03-Application-Architecture Backend Design-Patterns System-Design-Basic-Concepts
<< ---------------------------------------------------------------- >>
--- Last Modified: $= dv.current().file.mtime
Search Indexes
<< ---------------------------------------------------------------- >>
Search Indexes(text searching)
We can index the DB fields but the search term might not be the starting substring of the indexed field so not that valuable.
We use search indexes: it takes a document and tokenizes it → creates an inverted index → basically makes a k,v pairings of word tokens and the IDs of documents they can be found in. Prefix searching: The inverted index is sorted so you can binary search it for specific indexes.
Suffix Searching: you can keep a second copy of the inverted index for searching words by their suffix(reverse the key of the indexes) apple:10 → elppa:10 Still ordered by suffix. → you can reverse the search string and then binary search the suffix search index.
Apache Lucene
Pretty popular open source search index Many types of indexes supported for complicated variants of search! texts, numbers, coordinates, etc…

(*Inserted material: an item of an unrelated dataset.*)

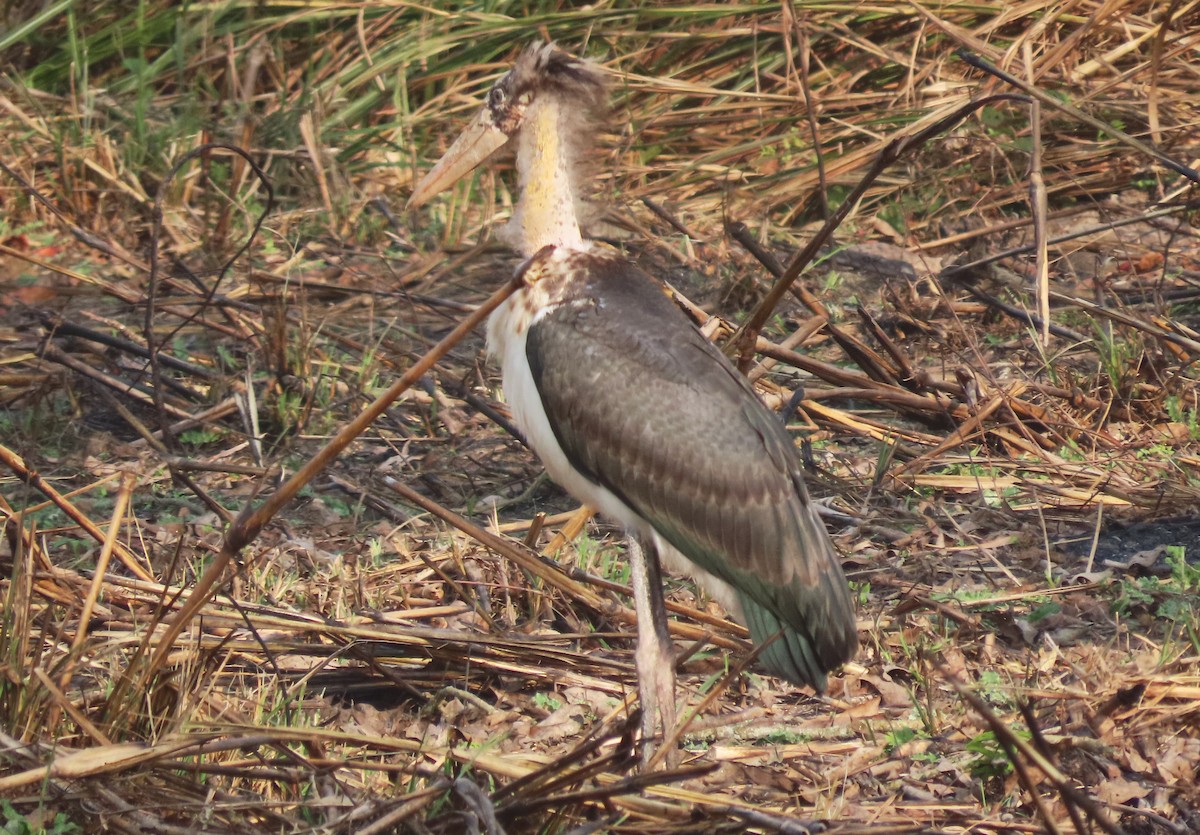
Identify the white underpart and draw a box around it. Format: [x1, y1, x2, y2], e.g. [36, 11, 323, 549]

Uses an LSM tree variant to support fast document ingestion … writes first go to memory
it can also store the entire document for faster access and fewer network trips instead of just the document ID.
ElasticSearch
Convenience wrapper around Apache Lucene to allow for fast searching in a distributed system.

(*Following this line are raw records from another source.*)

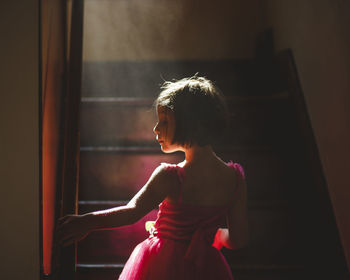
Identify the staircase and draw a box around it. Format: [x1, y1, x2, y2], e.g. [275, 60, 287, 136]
[77, 58, 345, 280]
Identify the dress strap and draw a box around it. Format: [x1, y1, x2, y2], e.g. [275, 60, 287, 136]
[161, 162, 185, 203]
[176, 165, 185, 203]
[227, 161, 245, 196]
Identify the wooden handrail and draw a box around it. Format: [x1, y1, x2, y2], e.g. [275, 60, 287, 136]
[60, 0, 84, 279]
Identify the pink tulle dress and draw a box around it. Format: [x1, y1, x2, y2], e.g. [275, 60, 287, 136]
[119, 162, 244, 280]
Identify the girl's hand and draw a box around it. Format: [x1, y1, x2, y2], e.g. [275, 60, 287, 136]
[56, 215, 91, 246]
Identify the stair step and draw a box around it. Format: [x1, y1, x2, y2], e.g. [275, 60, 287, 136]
[80, 94, 290, 146]
[79, 148, 292, 200]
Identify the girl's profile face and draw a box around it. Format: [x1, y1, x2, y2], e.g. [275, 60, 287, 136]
[153, 106, 179, 153]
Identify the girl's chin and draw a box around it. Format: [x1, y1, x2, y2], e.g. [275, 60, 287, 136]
[160, 144, 179, 154]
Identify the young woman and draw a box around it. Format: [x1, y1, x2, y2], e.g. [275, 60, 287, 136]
[58, 76, 248, 280]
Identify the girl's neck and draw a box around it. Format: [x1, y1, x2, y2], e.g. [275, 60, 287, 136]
[184, 145, 216, 165]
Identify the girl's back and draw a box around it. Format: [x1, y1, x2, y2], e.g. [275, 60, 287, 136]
[167, 157, 237, 206]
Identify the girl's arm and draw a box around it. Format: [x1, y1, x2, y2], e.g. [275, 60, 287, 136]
[57, 165, 175, 245]
[213, 175, 249, 250]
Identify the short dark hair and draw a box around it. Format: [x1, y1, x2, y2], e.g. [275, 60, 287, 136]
[154, 74, 228, 146]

Supports REST API Its own query language managed replication and partitioning visualization
It maintains a local index(for a given key on a partition we have all the possible values for it) per node.
If were doing local indexing then we have to query multiple nodes and then aggregate the results in an aggregator node which is more latency.
so Try to keep all searches limited to one partition.
Caching
Normally: cache piece of index or full query result
ElasticSearch: cache part of a query
for example cache all products that are on sale since sale is going to be a popular query.